On March 17, 2003, Balkenende told other party leaders ‘no action would be taken to include the Netherlands as a member of the US-led coalition’.
US support
Yet the Netherlands was listed among the coalition members because the foreign affairs ministry had failed to inform the Dutch ambassador in Washington of the position. The US subsequently benefited from the political backing expressed by the Netherlands and other countries because it increased support at a global level, the report stated.

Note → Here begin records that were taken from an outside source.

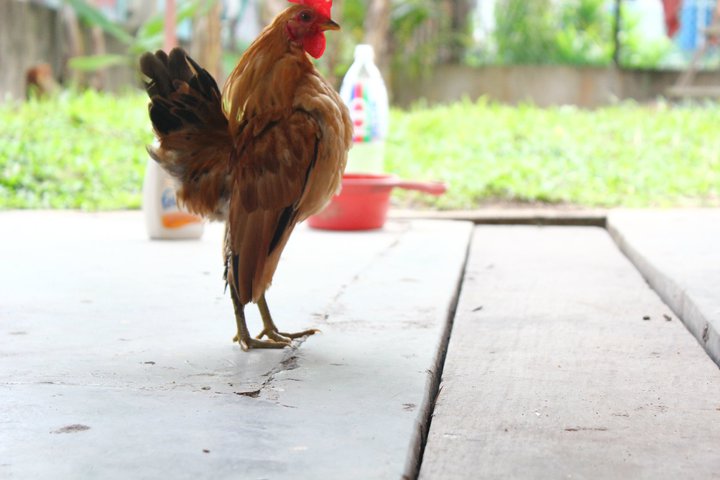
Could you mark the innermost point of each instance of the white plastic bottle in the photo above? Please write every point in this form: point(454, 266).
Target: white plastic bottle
point(163, 218)
point(365, 95)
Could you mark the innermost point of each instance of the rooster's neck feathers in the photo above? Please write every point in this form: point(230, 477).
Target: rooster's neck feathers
point(267, 74)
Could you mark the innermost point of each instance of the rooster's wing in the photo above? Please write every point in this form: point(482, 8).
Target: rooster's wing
point(192, 130)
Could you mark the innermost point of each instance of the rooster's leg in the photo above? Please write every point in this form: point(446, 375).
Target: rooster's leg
point(271, 331)
point(243, 336)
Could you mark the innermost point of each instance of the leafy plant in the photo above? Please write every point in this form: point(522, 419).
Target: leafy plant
point(148, 37)
point(87, 150)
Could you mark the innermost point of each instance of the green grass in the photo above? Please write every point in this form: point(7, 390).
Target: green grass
point(87, 151)
point(623, 155)
point(83, 151)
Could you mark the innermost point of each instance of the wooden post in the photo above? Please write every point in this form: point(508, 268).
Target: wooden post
point(170, 21)
point(616, 33)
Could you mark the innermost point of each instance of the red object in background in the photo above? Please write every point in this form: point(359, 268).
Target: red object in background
point(364, 201)
point(672, 16)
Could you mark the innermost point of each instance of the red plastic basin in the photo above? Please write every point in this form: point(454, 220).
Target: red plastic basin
point(364, 201)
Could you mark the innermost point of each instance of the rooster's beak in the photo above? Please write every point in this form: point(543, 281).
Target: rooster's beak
point(329, 25)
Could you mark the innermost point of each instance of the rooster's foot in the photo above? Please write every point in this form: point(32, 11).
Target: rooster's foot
point(274, 335)
point(249, 342)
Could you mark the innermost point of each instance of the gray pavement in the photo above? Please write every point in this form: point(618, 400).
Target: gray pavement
point(678, 253)
point(116, 360)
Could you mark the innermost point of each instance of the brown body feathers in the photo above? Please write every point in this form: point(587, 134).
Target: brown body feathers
point(263, 156)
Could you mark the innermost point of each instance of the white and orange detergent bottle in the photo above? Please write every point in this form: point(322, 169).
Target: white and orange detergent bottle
point(163, 218)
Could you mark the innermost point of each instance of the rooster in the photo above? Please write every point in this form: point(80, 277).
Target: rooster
point(262, 156)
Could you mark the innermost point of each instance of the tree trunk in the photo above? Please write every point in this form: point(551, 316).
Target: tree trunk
point(459, 28)
point(377, 34)
point(206, 47)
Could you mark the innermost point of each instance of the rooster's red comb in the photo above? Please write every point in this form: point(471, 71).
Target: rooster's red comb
point(322, 6)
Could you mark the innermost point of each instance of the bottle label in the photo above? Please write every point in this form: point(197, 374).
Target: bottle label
point(171, 216)
point(364, 114)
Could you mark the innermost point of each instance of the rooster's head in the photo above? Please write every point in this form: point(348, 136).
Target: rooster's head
point(307, 24)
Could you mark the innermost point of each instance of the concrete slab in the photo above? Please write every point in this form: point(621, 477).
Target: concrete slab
point(116, 359)
point(561, 364)
point(511, 215)
point(678, 253)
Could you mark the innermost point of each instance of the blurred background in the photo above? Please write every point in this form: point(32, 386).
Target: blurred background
point(577, 102)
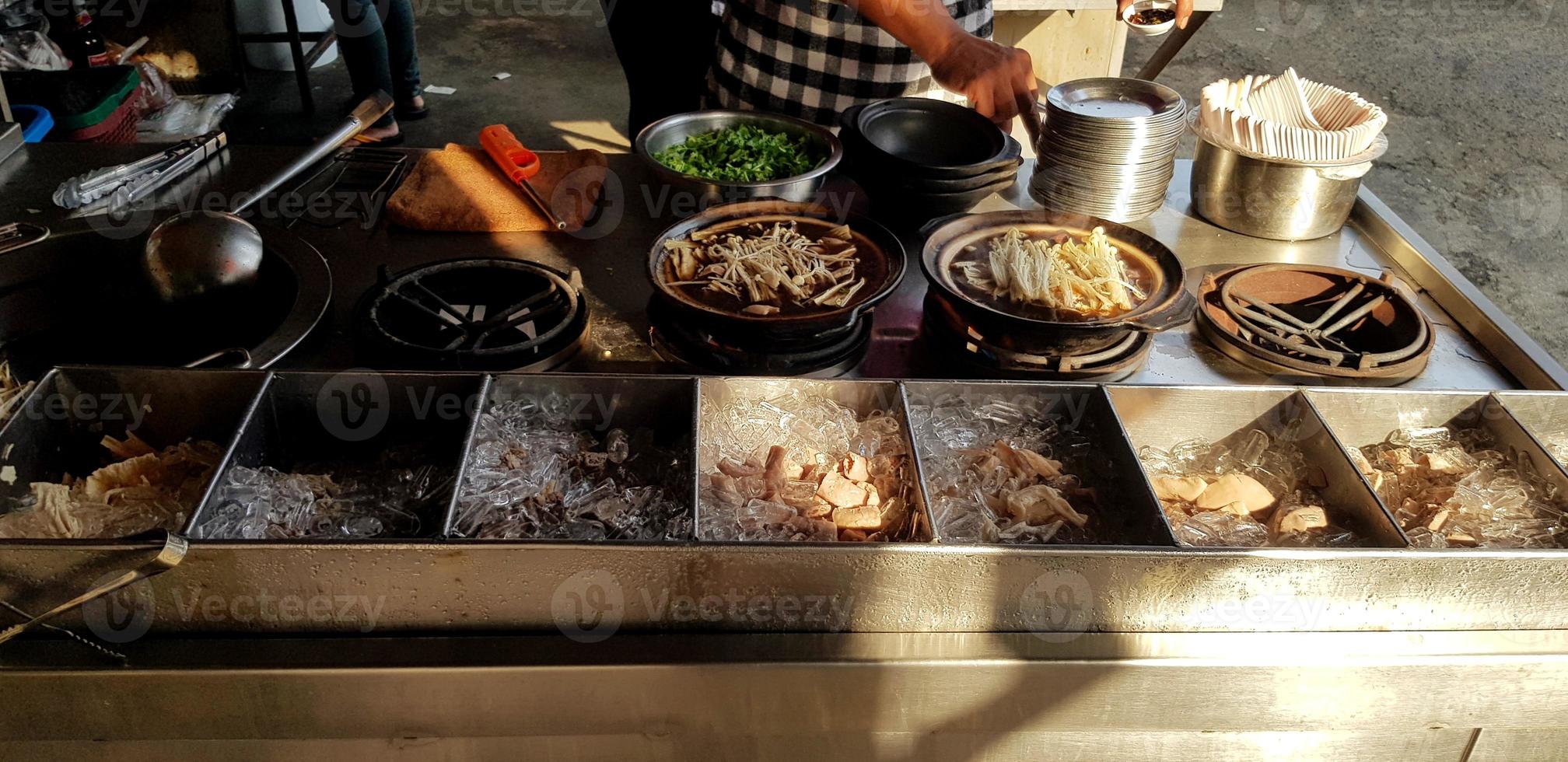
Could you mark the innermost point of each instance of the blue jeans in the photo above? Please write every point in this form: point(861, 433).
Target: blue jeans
point(376, 38)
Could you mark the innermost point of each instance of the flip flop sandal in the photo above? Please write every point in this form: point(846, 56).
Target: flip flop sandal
point(366, 140)
point(410, 114)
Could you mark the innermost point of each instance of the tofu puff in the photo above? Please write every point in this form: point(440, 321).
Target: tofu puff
point(802, 493)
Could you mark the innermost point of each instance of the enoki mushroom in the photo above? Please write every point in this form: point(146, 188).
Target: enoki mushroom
point(1080, 276)
point(768, 267)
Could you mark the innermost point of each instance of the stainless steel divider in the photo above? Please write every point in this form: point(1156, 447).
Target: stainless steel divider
point(480, 405)
point(1545, 416)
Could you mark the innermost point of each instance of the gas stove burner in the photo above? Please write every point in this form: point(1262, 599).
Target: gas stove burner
point(475, 314)
point(984, 358)
point(697, 347)
point(1316, 322)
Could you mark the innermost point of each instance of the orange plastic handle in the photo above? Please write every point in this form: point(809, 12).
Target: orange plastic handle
point(504, 148)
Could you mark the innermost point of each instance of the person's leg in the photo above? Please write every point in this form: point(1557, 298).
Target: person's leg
point(397, 19)
point(364, 46)
point(665, 49)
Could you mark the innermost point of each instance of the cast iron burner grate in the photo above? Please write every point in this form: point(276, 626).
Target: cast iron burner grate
point(1314, 320)
point(475, 314)
point(982, 358)
point(697, 347)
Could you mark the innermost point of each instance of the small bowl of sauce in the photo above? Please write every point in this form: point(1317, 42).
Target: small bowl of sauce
point(1150, 18)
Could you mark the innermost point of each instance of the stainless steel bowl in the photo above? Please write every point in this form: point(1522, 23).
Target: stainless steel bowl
point(676, 129)
point(1269, 198)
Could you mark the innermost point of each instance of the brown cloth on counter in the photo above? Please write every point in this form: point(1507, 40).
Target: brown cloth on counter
point(458, 188)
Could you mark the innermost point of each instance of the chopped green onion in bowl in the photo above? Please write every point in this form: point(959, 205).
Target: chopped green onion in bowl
point(742, 154)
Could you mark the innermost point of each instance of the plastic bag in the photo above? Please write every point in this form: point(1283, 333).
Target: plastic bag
point(187, 118)
point(156, 91)
point(24, 51)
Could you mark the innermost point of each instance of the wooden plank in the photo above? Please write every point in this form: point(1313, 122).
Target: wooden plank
point(1100, 745)
point(1520, 745)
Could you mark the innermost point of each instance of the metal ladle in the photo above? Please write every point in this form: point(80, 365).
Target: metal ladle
point(203, 251)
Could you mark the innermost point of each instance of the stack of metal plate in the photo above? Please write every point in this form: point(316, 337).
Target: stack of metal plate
point(1108, 148)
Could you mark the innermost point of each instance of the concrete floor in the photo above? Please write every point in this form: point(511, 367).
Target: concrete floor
point(1478, 159)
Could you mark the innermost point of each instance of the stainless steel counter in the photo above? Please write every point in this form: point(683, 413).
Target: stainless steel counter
point(1478, 347)
point(728, 651)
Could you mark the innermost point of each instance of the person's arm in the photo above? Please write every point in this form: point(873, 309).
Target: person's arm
point(996, 79)
point(1183, 10)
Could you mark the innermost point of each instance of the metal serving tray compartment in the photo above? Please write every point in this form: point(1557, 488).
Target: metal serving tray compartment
point(1545, 414)
point(1126, 510)
point(863, 397)
point(654, 410)
point(352, 418)
point(60, 427)
point(1167, 416)
point(1366, 416)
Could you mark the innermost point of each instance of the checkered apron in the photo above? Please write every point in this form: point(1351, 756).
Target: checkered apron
point(814, 58)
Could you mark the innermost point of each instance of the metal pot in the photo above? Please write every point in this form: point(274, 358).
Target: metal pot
point(671, 131)
point(1167, 306)
point(1277, 200)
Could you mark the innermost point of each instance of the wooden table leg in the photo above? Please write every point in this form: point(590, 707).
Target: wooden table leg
point(297, 51)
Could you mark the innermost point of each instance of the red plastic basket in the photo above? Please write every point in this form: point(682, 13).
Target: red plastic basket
point(118, 128)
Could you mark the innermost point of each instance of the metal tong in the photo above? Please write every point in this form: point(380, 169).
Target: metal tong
point(129, 184)
point(173, 552)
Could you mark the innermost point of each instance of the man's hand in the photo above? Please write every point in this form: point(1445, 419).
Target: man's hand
point(1183, 10)
point(998, 80)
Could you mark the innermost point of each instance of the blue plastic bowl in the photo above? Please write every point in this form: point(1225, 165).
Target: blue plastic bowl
point(37, 121)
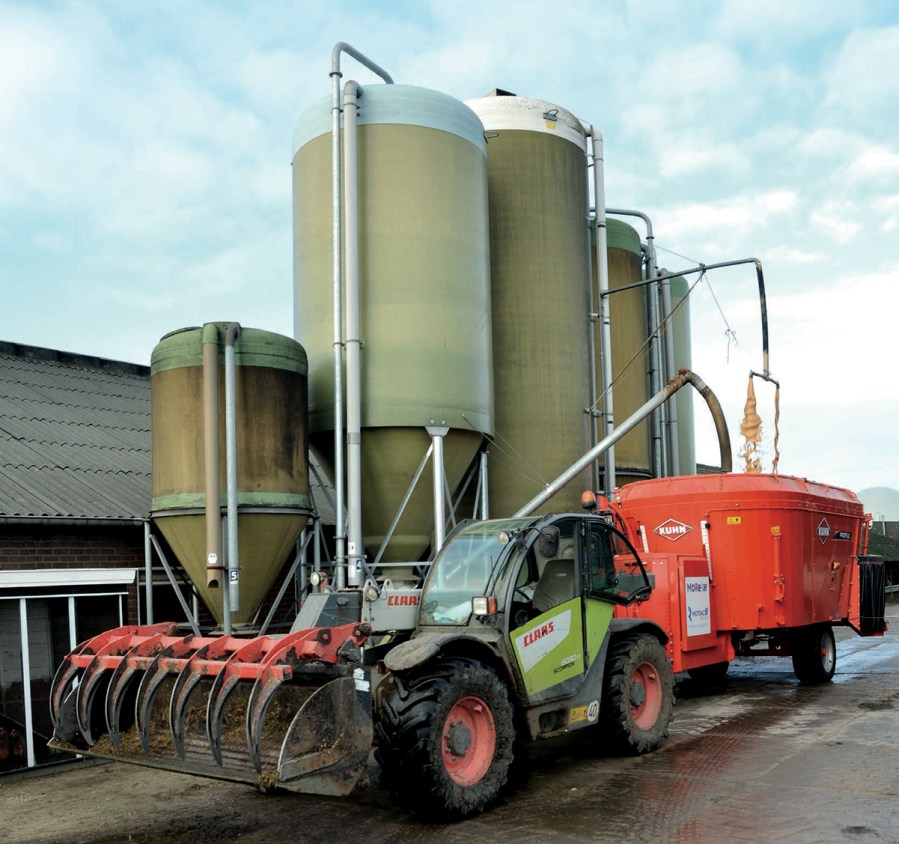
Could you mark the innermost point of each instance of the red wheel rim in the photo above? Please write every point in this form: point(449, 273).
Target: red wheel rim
point(469, 740)
point(646, 695)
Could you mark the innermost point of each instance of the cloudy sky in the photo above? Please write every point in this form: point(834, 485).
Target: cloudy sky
point(145, 172)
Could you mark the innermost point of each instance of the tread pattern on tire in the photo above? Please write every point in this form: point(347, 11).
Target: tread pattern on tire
point(409, 737)
point(807, 663)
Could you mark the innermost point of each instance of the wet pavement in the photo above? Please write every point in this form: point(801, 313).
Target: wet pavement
point(759, 759)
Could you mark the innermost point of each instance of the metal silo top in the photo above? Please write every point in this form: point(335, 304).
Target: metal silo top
point(504, 112)
point(406, 105)
point(622, 236)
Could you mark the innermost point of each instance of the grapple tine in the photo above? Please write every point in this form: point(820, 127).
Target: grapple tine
point(62, 713)
point(278, 666)
point(63, 703)
point(206, 661)
point(98, 671)
point(138, 658)
point(242, 664)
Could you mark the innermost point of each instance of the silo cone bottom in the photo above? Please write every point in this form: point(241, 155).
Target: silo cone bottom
point(265, 540)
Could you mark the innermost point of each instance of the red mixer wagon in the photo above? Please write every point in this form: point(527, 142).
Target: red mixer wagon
point(752, 564)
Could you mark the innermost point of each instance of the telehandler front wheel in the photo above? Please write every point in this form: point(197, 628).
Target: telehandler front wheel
point(445, 738)
point(638, 696)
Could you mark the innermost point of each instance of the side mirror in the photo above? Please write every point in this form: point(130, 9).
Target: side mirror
point(548, 544)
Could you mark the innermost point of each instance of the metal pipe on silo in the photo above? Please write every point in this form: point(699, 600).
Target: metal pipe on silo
point(211, 455)
point(605, 329)
point(670, 371)
point(437, 434)
point(593, 316)
point(232, 333)
point(355, 551)
point(337, 284)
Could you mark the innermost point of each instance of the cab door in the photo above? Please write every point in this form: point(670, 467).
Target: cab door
point(546, 624)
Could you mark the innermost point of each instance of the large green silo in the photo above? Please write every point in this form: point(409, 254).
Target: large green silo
point(273, 500)
point(540, 278)
point(425, 296)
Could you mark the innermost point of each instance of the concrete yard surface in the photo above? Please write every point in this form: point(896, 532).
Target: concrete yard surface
point(760, 759)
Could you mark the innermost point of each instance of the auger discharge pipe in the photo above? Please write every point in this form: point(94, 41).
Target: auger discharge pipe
point(351, 94)
point(685, 376)
point(340, 48)
point(605, 330)
point(232, 333)
point(665, 286)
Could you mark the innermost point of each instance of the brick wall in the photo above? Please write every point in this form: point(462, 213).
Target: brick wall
point(24, 548)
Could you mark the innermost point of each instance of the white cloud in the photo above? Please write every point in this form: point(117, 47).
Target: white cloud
point(874, 163)
point(837, 220)
point(863, 81)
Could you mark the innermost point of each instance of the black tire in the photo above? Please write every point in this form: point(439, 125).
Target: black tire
point(445, 738)
point(814, 655)
point(709, 675)
point(638, 696)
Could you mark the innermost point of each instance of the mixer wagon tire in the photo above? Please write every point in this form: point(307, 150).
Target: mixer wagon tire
point(445, 738)
point(814, 655)
point(709, 675)
point(638, 697)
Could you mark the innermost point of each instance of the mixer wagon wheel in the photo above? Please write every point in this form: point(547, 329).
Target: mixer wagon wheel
point(814, 654)
point(445, 738)
point(638, 697)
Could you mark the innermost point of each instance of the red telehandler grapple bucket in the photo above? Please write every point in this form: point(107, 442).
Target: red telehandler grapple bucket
point(292, 712)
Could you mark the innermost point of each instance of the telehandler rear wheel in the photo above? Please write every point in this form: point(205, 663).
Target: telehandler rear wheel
point(445, 738)
point(638, 696)
point(814, 655)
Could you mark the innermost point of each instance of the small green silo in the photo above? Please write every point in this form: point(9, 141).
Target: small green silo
point(273, 498)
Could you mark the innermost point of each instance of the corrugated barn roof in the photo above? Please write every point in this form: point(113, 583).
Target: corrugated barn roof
point(74, 436)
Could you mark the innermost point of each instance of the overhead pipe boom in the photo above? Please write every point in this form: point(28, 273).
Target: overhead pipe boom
point(684, 377)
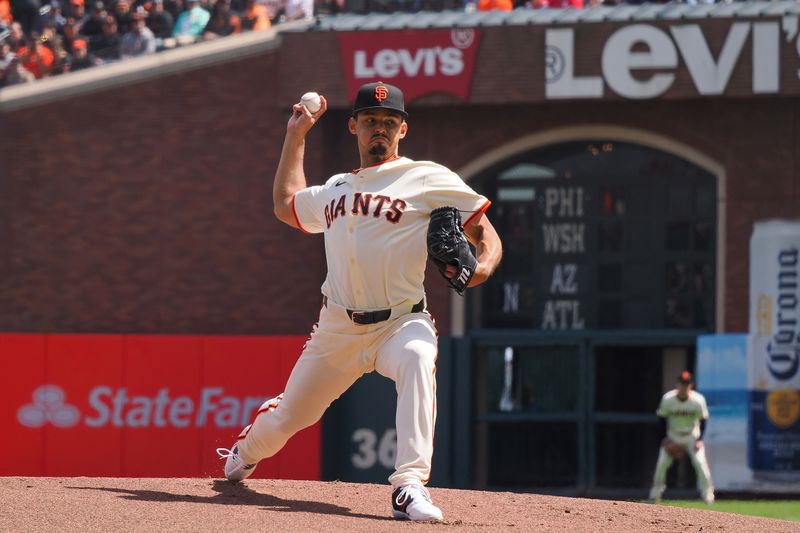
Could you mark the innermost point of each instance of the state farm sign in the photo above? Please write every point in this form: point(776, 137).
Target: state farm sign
point(142, 405)
point(117, 407)
point(640, 61)
point(419, 62)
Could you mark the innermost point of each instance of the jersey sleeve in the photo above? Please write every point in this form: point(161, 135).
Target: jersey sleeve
point(445, 188)
point(662, 407)
point(308, 211)
point(703, 407)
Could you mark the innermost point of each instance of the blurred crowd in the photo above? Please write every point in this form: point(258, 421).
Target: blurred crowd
point(41, 38)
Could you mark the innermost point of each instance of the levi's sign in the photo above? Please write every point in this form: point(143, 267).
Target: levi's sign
point(641, 61)
point(419, 62)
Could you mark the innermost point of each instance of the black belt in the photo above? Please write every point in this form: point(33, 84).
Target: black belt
point(373, 317)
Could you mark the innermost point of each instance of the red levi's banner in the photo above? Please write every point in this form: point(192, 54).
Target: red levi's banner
point(419, 62)
point(142, 405)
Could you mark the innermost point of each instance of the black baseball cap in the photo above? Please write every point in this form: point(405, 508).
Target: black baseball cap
point(379, 95)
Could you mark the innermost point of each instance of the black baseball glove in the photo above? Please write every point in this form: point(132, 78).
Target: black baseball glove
point(447, 245)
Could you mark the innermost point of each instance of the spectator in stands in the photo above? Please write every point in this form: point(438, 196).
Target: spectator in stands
point(138, 40)
point(80, 58)
point(489, 5)
point(577, 4)
point(50, 13)
point(190, 23)
point(69, 33)
point(16, 37)
point(255, 17)
point(298, 9)
point(25, 12)
point(274, 10)
point(77, 10)
point(36, 57)
point(124, 15)
point(5, 13)
point(92, 27)
point(160, 21)
point(11, 71)
point(6, 57)
point(223, 21)
point(174, 8)
point(105, 47)
point(51, 39)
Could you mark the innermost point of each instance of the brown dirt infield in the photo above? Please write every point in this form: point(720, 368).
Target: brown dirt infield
point(180, 504)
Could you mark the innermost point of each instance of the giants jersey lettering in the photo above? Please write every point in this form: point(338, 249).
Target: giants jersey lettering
point(683, 417)
point(385, 207)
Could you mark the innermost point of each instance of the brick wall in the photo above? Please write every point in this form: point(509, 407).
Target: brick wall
point(148, 208)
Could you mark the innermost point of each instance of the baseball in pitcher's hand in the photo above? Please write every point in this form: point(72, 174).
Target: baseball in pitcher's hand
point(302, 120)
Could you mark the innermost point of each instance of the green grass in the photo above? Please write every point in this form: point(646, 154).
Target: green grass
point(782, 509)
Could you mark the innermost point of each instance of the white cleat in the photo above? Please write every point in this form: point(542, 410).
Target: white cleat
point(413, 502)
point(235, 468)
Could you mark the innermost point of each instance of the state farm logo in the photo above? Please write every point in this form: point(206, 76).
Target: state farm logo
point(413, 62)
point(48, 406)
point(117, 407)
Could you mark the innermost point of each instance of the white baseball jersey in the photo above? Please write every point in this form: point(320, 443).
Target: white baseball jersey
point(683, 417)
point(389, 203)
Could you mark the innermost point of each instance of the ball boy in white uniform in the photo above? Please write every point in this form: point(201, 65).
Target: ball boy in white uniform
point(684, 413)
point(373, 315)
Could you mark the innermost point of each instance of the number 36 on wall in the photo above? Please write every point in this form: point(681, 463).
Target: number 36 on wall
point(371, 451)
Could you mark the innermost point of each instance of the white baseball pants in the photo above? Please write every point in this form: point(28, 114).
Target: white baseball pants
point(403, 349)
point(699, 462)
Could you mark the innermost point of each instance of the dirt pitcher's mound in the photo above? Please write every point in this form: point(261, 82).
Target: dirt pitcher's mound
point(126, 504)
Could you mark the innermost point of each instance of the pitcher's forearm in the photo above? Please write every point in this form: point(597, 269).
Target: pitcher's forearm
point(289, 178)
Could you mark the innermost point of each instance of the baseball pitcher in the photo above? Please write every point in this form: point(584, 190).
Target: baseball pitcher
point(683, 413)
point(381, 222)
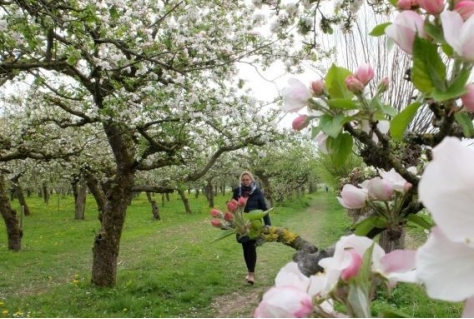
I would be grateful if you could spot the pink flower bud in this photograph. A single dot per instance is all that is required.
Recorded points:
(216, 213)
(406, 25)
(364, 73)
(407, 4)
(216, 223)
(354, 84)
(300, 122)
(232, 206)
(465, 8)
(228, 216)
(354, 265)
(468, 98)
(318, 87)
(407, 187)
(383, 85)
(242, 202)
(432, 6)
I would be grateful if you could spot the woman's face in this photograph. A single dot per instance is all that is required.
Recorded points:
(246, 181)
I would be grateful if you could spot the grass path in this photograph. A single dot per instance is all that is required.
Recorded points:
(242, 302)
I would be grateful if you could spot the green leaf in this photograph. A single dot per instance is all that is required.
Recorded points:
(389, 313)
(466, 123)
(345, 104)
(224, 234)
(429, 70)
(335, 83)
(339, 148)
(330, 125)
(379, 30)
(401, 121)
(420, 221)
(456, 89)
(365, 226)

Commission chairman Willbrord Davids stressed that the committee had had full cooperation from ministers and civil servants. The report does not give a political judgment, Davids said. ‘That is up to parliament.’
International lawyer Philippe Sands, who gave evidence to the Dutch inquiry, told the Guardian newspaper: ‘There has been no other independent assessment on the legality of the war in Iraq and the findings of this inquiry are unambiguous. It concludes that the case argued by the Dutch and British governments… could not reasonably be argued.’